Voting in Israel: Not as bad as Florida

First-time voter embraces quaint system "that probably hasn’t changed since the founding of the State."

Voters places ballot in box 370 (photo credit: REUTERS)
Voters places ballot in box 370
(photo credit: REUTERS)
I don’t know what American political reporters write about for two years covering just two parties. They must be bored stiff.
In Israel, my first election season was a whirlwind of colors, parties, random assignments of letters, political infighting and rumors flying in every direction, angry rabbis promising blessings to those who voted the correct way, last-minute press conferences breaking propaganda rules, coalition possibilities going up in smoke, and Meretz activists making rounds of the bars and giving out shots of terrible green-tinted Arak.
All of those elements came to a culmination on Tuesday, when I made my way to my neighborhood elementary school, filled with brightly lit aquariums and student drawings taped to the walls, and stood behind a piece of turquoise cardboard.
“It’s my first time voting in Israel!” I gushed to the three election monitors, whose eyes were glazed over with spreadsheets and long lists of names of voters.
On my way into the school I didn’t stop to talk to any of the cheerful activists outside: I had labored for hours over my decision, poring over party platforms and debating for days with friends, and I didn’t want anyone to change my mind at the last minute.
Jerusalem had a feeling of a city on holiday, and I practically skipped toward my designated voting location.
“It’s weird, I don’t recognize anyone on the street,” Marik Shtern, an activist with Yerushalmim, said as he sat at a bustling local café, as dozens of people took advantage of the sunshine and the day off of work. “All the really old people are out, the ones you don’t see normally because they stay home. And you see lots of people coming back to Jerusalem to vote [who used to live here but haven’t yet changed their residence], and they’re all secular. It feels like the way Jerusalem used to be,” he said.
So after three months of campaigns and as the city basked in a holiday atmosphere, here was the moment of truth: just me and a table full of strange letters, separated from the three election monitors by the turquoise piece of cardboard.
I had laughed at the whole process of choosing letters for parties as needlessly confusing, especially after receiving urgent text messages Tuesday morning from the Yesh Atid Party, claiming that someone had switched Yesh Atid’s “peh-heh” slips with the “heh-peh” slips of a little-known party called Haim B’Kavod.

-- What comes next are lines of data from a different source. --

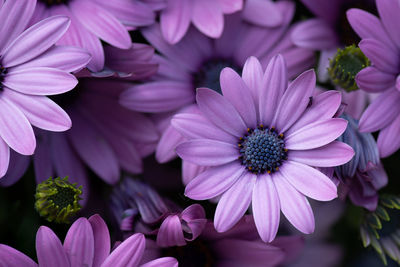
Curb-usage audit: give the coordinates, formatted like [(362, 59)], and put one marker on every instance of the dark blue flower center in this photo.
[(262, 150), (208, 73)]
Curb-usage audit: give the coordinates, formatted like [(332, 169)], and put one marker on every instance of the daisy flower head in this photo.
[(262, 139)]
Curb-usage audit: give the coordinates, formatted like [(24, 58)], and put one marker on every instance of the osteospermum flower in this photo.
[(87, 243), (381, 44), (263, 139), (32, 67), (96, 20)]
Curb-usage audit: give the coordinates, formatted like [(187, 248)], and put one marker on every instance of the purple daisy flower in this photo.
[(196, 61), (381, 44), (263, 138), (207, 16), (31, 68), (87, 243), (92, 20)]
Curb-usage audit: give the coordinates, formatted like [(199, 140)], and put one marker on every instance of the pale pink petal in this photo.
[(266, 208), (214, 181), (234, 203), (294, 205)]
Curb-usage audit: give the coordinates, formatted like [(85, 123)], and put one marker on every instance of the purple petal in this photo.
[(11, 23), (15, 128), (206, 152), (379, 54), (373, 80), (79, 243), (275, 82), (294, 205), (40, 81), (40, 111), (170, 232), (214, 181), (324, 106), (128, 253), (162, 262), (294, 101), (388, 11), (367, 25), (220, 111), (66, 58), (309, 181), (262, 13), (175, 20), (381, 111), (11, 257), (316, 134), (236, 91), (101, 23), (388, 139), (158, 96), (208, 18), (47, 243), (331, 155), (266, 208), (314, 34), (234, 203), (101, 240), (35, 40)]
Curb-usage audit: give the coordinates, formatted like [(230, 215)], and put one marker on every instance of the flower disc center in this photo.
[(262, 150)]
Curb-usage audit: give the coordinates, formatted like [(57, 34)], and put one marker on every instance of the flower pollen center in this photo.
[(262, 150)]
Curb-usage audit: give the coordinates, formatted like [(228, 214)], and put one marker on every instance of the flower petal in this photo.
[(330, 155), (266, 208), (294, 205), (214, 181), (35, 40), (234, 203), (47, 243), (15, 128), (128, 253), (79, 243), (40, 81), (102, 241), (220, 111), (316, 134)]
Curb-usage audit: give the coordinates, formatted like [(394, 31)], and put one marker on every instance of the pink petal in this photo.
[(175, 20), (274, 85), (40, 81), (101, 240), (11, 257), (316, 134), (266, 208), (294, 101), (47, 243), (294, 205), (35, 40), (220, 111), (330, 155), (214, 181), (208, 18), (381, 112), (15, 128), (11, 23), (128, 253), (40, 111), (170, 232), (234, 203), (309, 181), (206, 152), (79, 243), (236, 91)]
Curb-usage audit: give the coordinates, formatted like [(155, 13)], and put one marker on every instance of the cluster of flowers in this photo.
[(266, 107)]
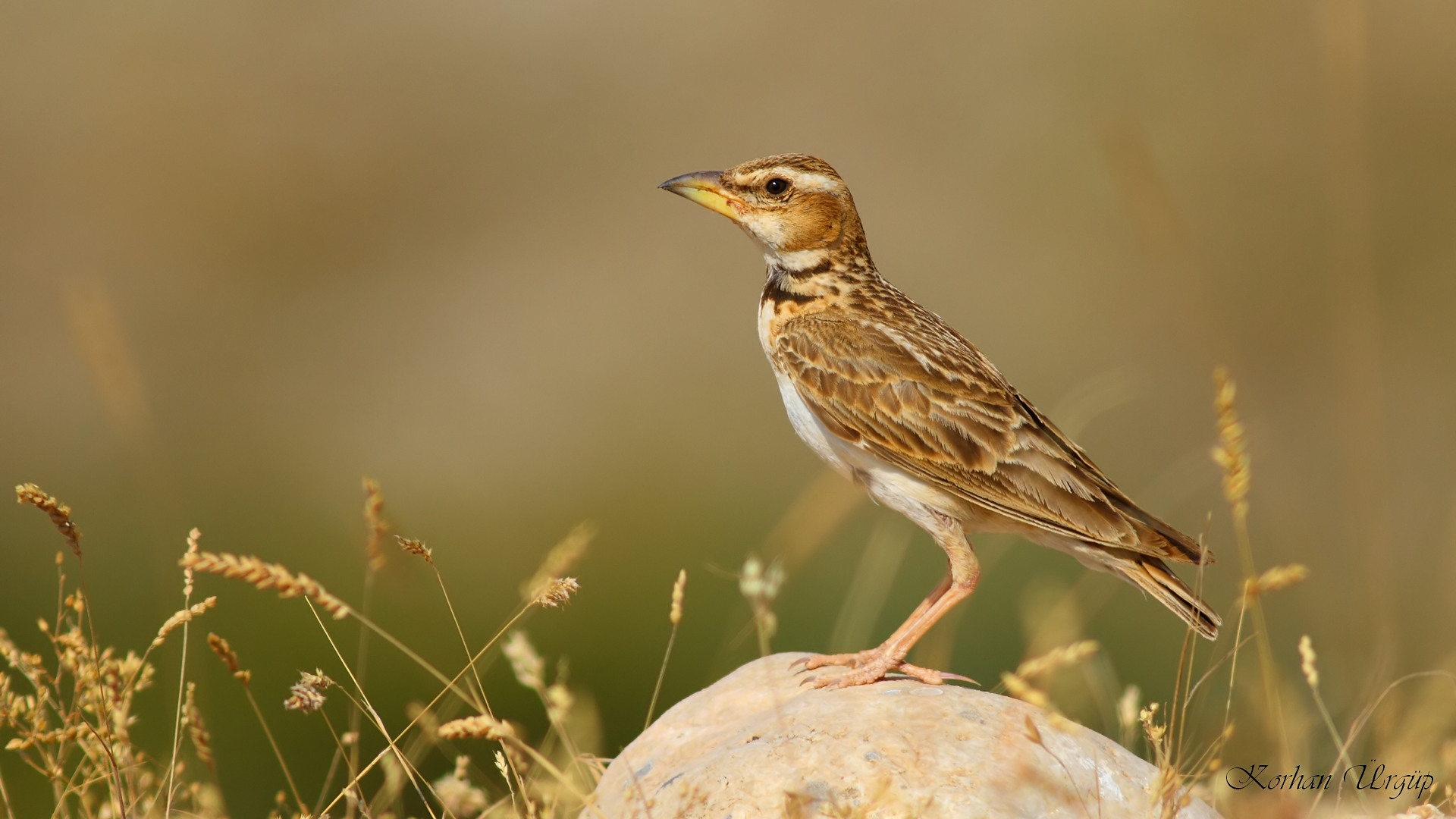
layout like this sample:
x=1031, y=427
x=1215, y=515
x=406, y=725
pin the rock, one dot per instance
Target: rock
x=758, y=745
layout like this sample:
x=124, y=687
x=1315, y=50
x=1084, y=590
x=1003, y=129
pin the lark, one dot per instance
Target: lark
x=899, y=403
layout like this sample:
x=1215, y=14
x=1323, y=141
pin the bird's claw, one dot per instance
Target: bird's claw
x=865, y=668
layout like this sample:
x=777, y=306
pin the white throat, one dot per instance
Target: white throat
x=794, y=260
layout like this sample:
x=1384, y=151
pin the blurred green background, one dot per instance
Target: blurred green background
x=251, y=251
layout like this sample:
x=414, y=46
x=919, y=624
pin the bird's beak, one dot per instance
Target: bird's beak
x=705, y=190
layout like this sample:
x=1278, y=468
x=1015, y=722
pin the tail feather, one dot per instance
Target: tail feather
x=1153, y=576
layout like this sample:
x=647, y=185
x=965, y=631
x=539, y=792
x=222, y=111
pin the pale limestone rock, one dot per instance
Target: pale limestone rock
x=758, y=745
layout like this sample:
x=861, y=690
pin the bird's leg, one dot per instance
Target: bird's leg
x=855, y=659
x=870, y=667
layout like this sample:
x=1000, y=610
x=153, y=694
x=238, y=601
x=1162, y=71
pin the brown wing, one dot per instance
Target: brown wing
x=924, y=398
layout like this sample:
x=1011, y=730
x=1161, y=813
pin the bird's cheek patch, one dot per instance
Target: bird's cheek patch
x=817, y=222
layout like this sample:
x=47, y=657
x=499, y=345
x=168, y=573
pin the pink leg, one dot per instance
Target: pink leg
x=875, y=664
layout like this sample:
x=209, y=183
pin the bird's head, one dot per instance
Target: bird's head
x=794, y=206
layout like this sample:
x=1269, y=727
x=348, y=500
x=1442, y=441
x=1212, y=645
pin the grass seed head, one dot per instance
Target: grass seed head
x=229, y=657
x=1274, y=580
x=58, y=512
x=267, y=576
x=1307, y=661
x=1231, y=453
x=674, y=615
x=560, y=561
x=481, y=726
x=375, y=522
x=557, y=592
x=417, y=548
x=1057, y=657
x=185, y=615
x=196, y=729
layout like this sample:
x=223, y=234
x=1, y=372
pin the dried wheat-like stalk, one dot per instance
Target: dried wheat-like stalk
x=267, y=576
x=560, y=560
x=308, y=694
x=674, y=614
x=185, y=615
x=1022, y=689
x=557, y=592
x=60, y=513
x=223, y=651
x=1307, y=662
x=479, y=726
x=1231, y=453
x=375, y=519
x=417, y=548
x=1057, y=657
x=196, y=727
x=1274, y=580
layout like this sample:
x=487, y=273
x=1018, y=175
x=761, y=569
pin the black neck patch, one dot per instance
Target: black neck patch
x=775, y=292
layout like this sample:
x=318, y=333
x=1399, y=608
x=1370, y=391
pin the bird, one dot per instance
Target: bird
x=897, y=401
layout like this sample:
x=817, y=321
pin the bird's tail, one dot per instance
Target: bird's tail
x=1153, y=576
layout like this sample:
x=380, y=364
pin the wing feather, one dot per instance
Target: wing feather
x=927, y=401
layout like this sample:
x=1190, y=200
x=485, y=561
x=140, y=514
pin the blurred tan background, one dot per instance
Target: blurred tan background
x=251, y=251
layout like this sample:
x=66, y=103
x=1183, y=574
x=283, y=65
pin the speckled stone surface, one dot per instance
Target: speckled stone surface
x=756, y=745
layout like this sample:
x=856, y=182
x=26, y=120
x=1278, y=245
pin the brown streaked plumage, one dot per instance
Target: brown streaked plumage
x=894, y=400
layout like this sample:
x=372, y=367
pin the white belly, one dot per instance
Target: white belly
x=889, y=484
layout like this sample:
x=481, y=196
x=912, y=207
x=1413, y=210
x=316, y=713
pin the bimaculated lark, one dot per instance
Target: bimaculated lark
x=894, y=400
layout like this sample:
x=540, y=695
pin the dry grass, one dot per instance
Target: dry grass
x=71, y=713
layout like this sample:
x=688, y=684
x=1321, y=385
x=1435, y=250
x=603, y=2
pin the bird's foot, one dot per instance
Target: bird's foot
x=854, y=661
x=870, y=667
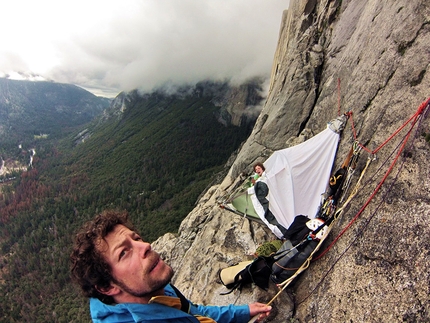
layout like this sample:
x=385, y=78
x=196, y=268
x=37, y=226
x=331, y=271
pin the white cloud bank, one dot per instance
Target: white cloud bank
x=110, y=46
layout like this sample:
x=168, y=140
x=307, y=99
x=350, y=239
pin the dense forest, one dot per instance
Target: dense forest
x=153, y=159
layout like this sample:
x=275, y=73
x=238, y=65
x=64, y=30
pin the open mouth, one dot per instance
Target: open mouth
x=155, y=264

Many people I know disparaged Israel’s low-tech voting system – stuffing a note in a sealed envelope, then pushing it through a slot in a cardboard box. But as a recent immigrant, there’s something comforting knowing that I’m taking part in a ritual that probably hasn’t changed since the founding of the state. I missed out on being a pioneer, but at least I can still vote like one. Or, as my brother so helpfully pointed out after seeing a photo, it looks like I’m voting for the high school student council.
With that, I double and triple checked my voting slip, then put it in the envelope.
“Want me to take your picture?” asked one of the monitors, as I posed in front of the voting box.
“Absolutely!” I answered, another step toward my aliya journey complete.
My smile reached ear to ear as I left the elementary school after voting. There’s something about participating in democracy that really puts a spring in your step.
And no matter how old-fashioned our voting system is, we can take comfort in one thing: No way is it as bad as Florida.